Temporal Difference Learning for Model Predictive Control

Source

@inproceedings{Hansen_2022_tdmpc,
    title = {Temporal Difference Learning for Model Predictive Control},
    author = {Hansen, Nicklas and Wang, Xiaolong and Su, Hao},
    year = 2022,
    booktitle = {International Conference on Machine Learning (ICML)},
    publisher = {PMLR}
}

(UC San Diego) | arXiv

TL;DR

…

Concept

Flash Reading

Abstract: Data-driven MPC has two benefits: potentially improved sample efficiency and better performance as computational budget for planning increases. But it is costly to train over long horizons and challenging to obtain accurate environment models. This work uses a learned task-oriented latent dynamics model for local trajectory optimization over a short horizon, and use a learned terminal value function to estimate long-term return.
Introduction: The use of an environment model helps agent to plan a trajectory of actions ahead of time, rather than the trial-and-error of model-free RL. Model-based methods suffer from two problems: planning over long horizons is expensive, and learned models can have biases. While MPC is expensive over long horizons, a learned long-term terminal value function can help. The proposed TD-MPC jointly learns a task-oriented latent dynamics model and terminal value function. Three technical contributions: (a) The latent dynamics model is learned from rewards without prediction of states; (b) Gradients from the reward and TD-objective are backpropagated through multiple rollout steps of the model to improve long-term predictions; (c) A modality-agnostic prediction loss in latent space that enforces temporal consistency is used.
Preliminaries: The aim is to learn a policy $\Pi_\theta:\mathcal{S}\to\mathcal{A}$ that maximizes the expected discounted return $\mathbb{E}[\sum_{t=0}^\infty \gamma^t r_t]$. Model-free TD methods learn a state-action value function $Q_\theta:\mathcal{S}\times\mathcal{A}\to\mathbb{R}$ that satisfies the Bellman equation $Q_\theta(s_t,a_t)=r_t+\gamma \mathbb{E}_{a_{t+1}\sim\Pi_\theta}[Q_\theta(s_{t+1},a_{t+1})]$. The optimal Q-function $Q^*$ can be estimated by $\theta' \leftarrow \arg\min_\theta \mathbb{E}_{(s_t,a_t,s_{t+1})\sim\mathcal{B}} \| Q_\theta(s_t,a_t) - y \|^2.$ where $\mathcal{B}$ is a replay buffer, $y=r_t+\gamma \max_{a_{t+1}}[Q_{\bar{\theta}}(s_{t+1},a_{t+1})]$ is the Q-target, and $\bar{\theta}$ are the parameters of a target network.
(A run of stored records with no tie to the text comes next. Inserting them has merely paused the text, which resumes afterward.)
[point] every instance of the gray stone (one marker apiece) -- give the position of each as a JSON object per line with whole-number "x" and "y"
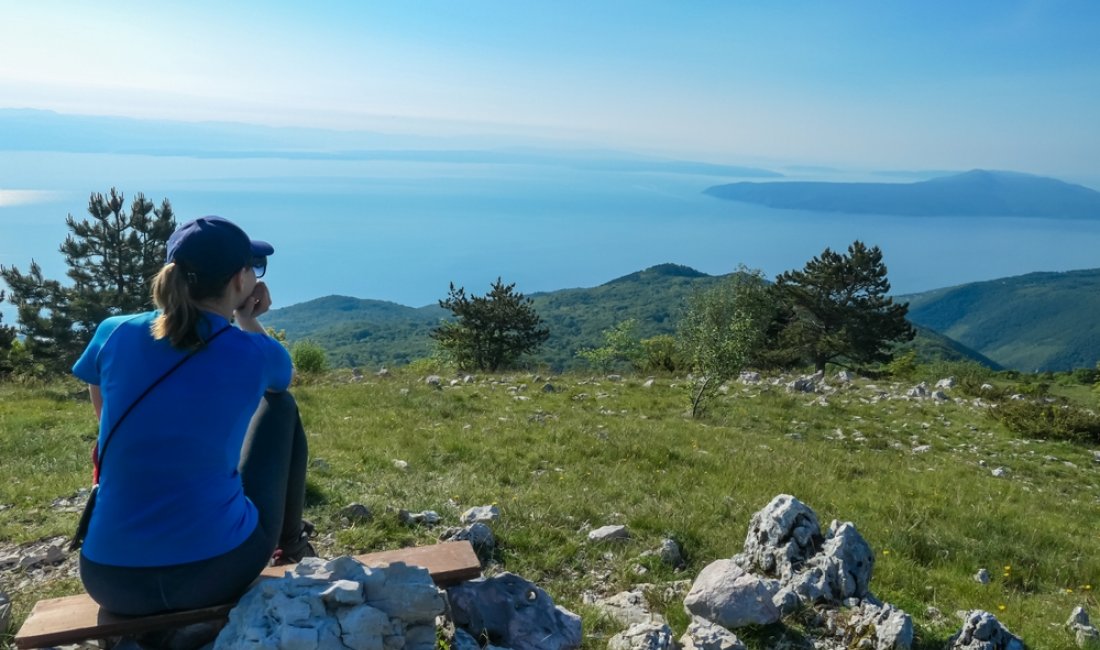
{"x": 919, "y": 392}
{"x": 801, "y": 385}
{"x": 608, "y": 533}
{"x": 725, "y": 594}
{"x": 670, "y": 552}
{"x": 481, "y": 514}
{"x": 628, "y": 608}
{"x": 427, "y": 517}
{"x": 1087, "y": 637}
{"x": 781, "y": 538}
{"x": 1078, "y": 617}
{"x": 843, "y": 569}
{"x": 703, "y": 635}
{"x": 356, "y": 513}
{"x": 982, "y": 631}
{"x": 464, "y": 641}
{"x": 4, "y": 610}
{"x": 336, "y": 605}
{"x": 514, "y": 613}
{"x": 644, "y": 636}
{"x": 887, "y": 627}
{"x": 479, "y": 535}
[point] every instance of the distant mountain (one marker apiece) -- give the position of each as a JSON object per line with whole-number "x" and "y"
{"x": 974, "y": 194}
{"x": 1040, "y": 321}
{"x": 370, "y": 333}
{"x": 36, "y": 130}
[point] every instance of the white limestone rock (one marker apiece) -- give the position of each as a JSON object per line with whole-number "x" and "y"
{"x": 628, "y": 608}
{"x": 482, "y": 514}
{"x": 608, "y": 533}
{"x": 338, "y": 605}
{"x": 514, "y": 613}
{"x": 781, "y": 538}
{"x": 725, "y": 594}
{"x": 703, "y": 635}
{"x": 982, "y": 631}
{"x": 644, "y": 636}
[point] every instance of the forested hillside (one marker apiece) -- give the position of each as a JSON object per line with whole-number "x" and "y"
{"x": 370, "y": 333}
{"x": 1040, "y": 321}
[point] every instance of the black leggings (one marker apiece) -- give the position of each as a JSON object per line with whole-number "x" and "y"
{"x": 273, "y": 469}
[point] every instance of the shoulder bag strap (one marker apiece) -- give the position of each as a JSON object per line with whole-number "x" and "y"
{"x": 102, "y": 450}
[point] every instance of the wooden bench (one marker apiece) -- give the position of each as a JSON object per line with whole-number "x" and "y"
{"x": 72, "y": 619}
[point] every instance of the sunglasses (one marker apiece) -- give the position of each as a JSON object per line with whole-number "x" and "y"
{"x": 260, "y": 265}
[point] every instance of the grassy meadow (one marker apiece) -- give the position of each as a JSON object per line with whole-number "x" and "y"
{"x": 597, "y": 451}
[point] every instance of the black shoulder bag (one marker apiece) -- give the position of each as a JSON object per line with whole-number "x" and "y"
{"x": 81, "y": 528}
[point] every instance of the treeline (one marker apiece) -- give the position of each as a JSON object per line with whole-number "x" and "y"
{"x": 834, "y": 310}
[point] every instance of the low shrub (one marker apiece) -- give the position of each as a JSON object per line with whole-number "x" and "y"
{"x": 1048, "y": 420}
{"x": 309, "y": 357}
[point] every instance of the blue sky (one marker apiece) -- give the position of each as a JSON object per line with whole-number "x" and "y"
{"x": 1007, "y": 84}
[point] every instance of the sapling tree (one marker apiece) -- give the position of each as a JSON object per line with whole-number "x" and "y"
{"x": 723, "y": 329}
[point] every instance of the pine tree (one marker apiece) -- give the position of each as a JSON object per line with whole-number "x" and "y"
{"x": 7, "y": 339}
{"x": 112, "y": 256}
{"x": 111, "y": 260}
{"x": 491, "y": 331}
{"x": 42, "y": 307}
{"x": 838, "y": 310}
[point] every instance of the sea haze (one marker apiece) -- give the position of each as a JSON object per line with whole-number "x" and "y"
{"x": 402, "y": 230}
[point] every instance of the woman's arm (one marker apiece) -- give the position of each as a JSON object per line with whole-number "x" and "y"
{"x": 97, "y": 399}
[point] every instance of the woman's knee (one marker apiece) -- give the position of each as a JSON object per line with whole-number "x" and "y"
{"x": 282, "y": 400}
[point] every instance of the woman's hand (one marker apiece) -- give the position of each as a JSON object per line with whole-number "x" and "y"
{"x": 256, "y": 304}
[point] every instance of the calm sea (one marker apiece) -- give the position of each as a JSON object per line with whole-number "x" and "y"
{"x": 402, "y": 231}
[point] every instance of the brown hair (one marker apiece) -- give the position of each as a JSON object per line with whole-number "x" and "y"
{"x": 179, "y": 312}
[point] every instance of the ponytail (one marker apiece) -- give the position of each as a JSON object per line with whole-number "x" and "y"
{"x": 179, "y": 316}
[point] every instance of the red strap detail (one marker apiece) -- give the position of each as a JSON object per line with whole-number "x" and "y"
{"x": 95, "y": 463}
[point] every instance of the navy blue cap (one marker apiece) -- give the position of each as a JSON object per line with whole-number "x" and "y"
{"x": 213, "y": 248}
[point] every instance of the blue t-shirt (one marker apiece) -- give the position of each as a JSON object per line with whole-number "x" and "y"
{"x": 169, "y": 489}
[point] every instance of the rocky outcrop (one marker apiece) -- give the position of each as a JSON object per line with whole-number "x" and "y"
{"x": 513, "y": 613}
{"x": 338, "y": 605}
{"x": 644, "y": 636}
{"x": 727, "y": 595}
{"x": 982, "y": 631}
{"x": 787, "y": 565}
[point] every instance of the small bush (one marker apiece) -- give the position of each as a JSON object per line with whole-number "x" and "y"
{"x": 903, "y": 366}
{"x": 308, "y": 357}
{"x": 1048, "y": 420}
{"x": 660, "y": 354}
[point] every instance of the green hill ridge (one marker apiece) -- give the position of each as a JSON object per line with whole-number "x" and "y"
{"x": 978, "y": 193}
{"x": 1038, "y": 321}
{"x": 363, "y": 332}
The policy can be learned by maximizing $Q_\theta(s_t,\Pi_\theta(s_t))$. In actor-critic RL, $\Pi$ is normally a neural network. In MPC, $\Pi$ is obtained by solving an optimization problem with a finite horizon $H$. If the value function is known, the MPC problem can be augmented with a terminal value function, called MPC with terminal value function. To distinguish between the two, $\Pi_\theta$ is used for MPC and $\pi_\theta$ is used for RL.
TD-MPC: It uses Model Predictive Path Integral (MPPI) [1] for planning $\Pi_\theta$, learned dynamics model $d_\theta$, learned reward model $R_\theta$, terminal state-action value function $Q_\theta$, and a policy $\pi_\theta$ guiding planning. During inference, in each outer $J$-loop, $H$ actions within the horizon are sampled from $\mathcal{N}(\mu^j,\sigma^j)$ to get a trajectory. Totally $N$ trajectories are sampled. For each trajectory, an estimated return is computed. Then, the mean and variance of the action distribution are updated according to the return-weighted average, until $\mu^J$ and $\sigma^J$. To make it converge faster, a warm-start is used by reusing the 1-step shifted mean µ obtained at the previous step. Model-free RL uses action noise to explore, here the sigma is constrained to be larger than a decaying minimum value. Apart from the randomly generated actions, extra trajectories are generated by the policy $\pi_\theta$.
Task-Oriented Latent Dynamics (TOLD): Rather than attempting to model the environment, TOLD learns to only model elements of the environment that are predictive of reward. During training, the model does two things: (a) improving TOLD using data collected from previous environment interaction; (b) collecting new data from the environment by online planning of action sequences with TD-MPC, using TOLD for generating imagined rollouts. TOLD consists of an encoder $z_t=h_\theta(s_t)$, a latent dynamics model $z_{t+1}=d_\theta(z_t,a_t)$, a reward model $r_t=R_\theta(z_t,a_t)$, a value function $Q_\theta(z_t,a_t)$, and a policy $\pi_\theta(z_t)$. … More in the paper.

References

[1] Aggressive driving with model predictive path integral control, ICRA 2016. IEEE Website

Extension

MPPI is an MPC algorithm that iteratively updates parameters for a family of distributions using an importance weighted average of the estimated top-k sampled trajectories.

The core idea is to simulate thousands of trajectory rollouts using the model, where each one has random inputs. The best input is the weighted average of the top-k trajectories, where the weights are based on the trajectory costs. An input sequence is determined by adding random noise to a nominal one. The solver for MPPI is stochastic optimization and gradient-free.